What effect do BRC-20 tokens have on Bitcoin transactions and fees?

In contrast to straightforward peer-to-peer transactions, the creation and transfer of BRC-20 tokens necessitates greater blockchain space and complexity. An ordinal inscription, on which a BRC-20 token is layered, can have a size of up to 4MB, whereas a traditional bitcoin transaction may be measured in kilobytes.

Ordinals are distinct from conventional non-fungible tokens (NFTs) on Ethereum or other blockchains in part because all of the data associated with them is stored directly on the blockchain. This means that any image or token instructions added to the inscription become part of the transaction. When using a traditional NFT, the token typically just has data or a link pointing to an outside service where the artwork is kept.

Due to increased competition for block space, users who want quicker confirmation times may have to pay higher transaction fees. Throughout, unconfirmed transactions are kept in a collective storage area called the mempool (short for memory + pool) until they are processed. This space keeps getting bigger and bigger. During the height of activity in the beginning of May, certain traders were compelled to employ a technique known as replace-by-fee. In this method, they bid to swap one version of an unconfirmed transaction for a new version that pays nodes a higher transaction fee.

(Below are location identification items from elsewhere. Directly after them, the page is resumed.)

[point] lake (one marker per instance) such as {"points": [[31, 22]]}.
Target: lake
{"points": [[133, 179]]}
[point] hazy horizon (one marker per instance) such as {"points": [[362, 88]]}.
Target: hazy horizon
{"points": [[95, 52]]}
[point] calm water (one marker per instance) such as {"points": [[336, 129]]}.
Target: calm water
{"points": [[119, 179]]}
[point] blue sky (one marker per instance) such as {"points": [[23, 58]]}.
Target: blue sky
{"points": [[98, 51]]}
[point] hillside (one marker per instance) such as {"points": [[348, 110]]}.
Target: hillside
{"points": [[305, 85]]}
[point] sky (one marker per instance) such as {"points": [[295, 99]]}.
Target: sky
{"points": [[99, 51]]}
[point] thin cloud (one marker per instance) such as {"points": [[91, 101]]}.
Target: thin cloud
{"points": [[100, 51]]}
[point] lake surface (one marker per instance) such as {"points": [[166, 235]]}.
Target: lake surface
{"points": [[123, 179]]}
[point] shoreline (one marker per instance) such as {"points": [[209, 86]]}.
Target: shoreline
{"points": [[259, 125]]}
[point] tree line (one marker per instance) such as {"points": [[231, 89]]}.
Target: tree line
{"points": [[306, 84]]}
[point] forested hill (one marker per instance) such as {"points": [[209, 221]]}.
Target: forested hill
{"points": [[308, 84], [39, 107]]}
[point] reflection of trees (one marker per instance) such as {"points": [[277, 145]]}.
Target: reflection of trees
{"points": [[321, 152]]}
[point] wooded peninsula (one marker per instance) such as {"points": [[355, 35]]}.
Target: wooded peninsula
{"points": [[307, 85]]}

A discrepancy between the transaction fees that Binance typically pays to facilitate transactions and the transaction fee that the blockchain requires to be picked up was the cause of Binance’s two withdrawal pauses during that peak.
The nodes on the blockchain that facilitate the transaction—typically miners—are compensated with these transaction fees.

This is a matter of supply and demand; since nodes are a fixed resource and the demand for their time is cyclical, fees will increase in response to changes in supply. The nodes are required to maintain the integrity of the Bitcoin blockchain, and they are compensated for their labor with transaction fees and block rewards.

What makes BRC-20s contentious?

Ordinals and BRC-20 tokens have generated some debate for two main reasons: One, to increase fees and clog the network. Another criticism posed by some is that BRC-20 tokens and ordinals “pollute” the blockchain by introducing data that is incompatible with Satoshi’s goal of establishing a peer-to-peer electronic payment system. Anything else is an improper use of the bitcoin blockchain, according to bitcoin maximalists.

As previously indicated, Bitcoin’s ordinal NFTs ensure that all data is stored on the blockchain by containing the complete data file within the witness signature field of Bitcoin transactions, in contrast to Ethereum’s NFTs, which store files on an external server.
They are larger than other NFTs, but this also means that they are more immutable than other NFTs, improving the asset’s integrity really big.

According to Luke Dashjr, a developer for Bitcoin Core, ordinals are a “attack” on Bitcoin due to file size congestion.
However, others have noted that the miners have benefited greatly from the BRC-20 boom despite facing difficulties on several fronts as a result of the bear market, including high-profile bankruptcies.

“Ordinals on Bitcoin equal NFTs.” Longtime supporter of bitcoin and former Kraken executive Dan Held tweeted, “This is good for Bitcoin.”

As a result of BRC-20 tokens and ordinals, some Bitcoin miners are now making more money from transaction processing on the blockchain than from mining new BTC for the first time since 2017.
According to analysts contacted, this development may be able to counteract Bitcoin mining’s declining profitability because purposefully reducing mining rewards by half. “With ordinals and NFTs, we were able to move past a bearish scenario and into a bullish scenario. In a recent interview, Michael Saylor of MicroStrategy stated, “I would be ecstatic if I were a miner.”

Renowned bitcoiner Nic Carter expressed a similar sentiment in an opinion piece, stating that he was “heartened” by the increased demand for blockspace that ordinals have opened up. “Miners must be paid in some way, and fees will need to make up for the lost revenue as the miner subsidy continues to erode.”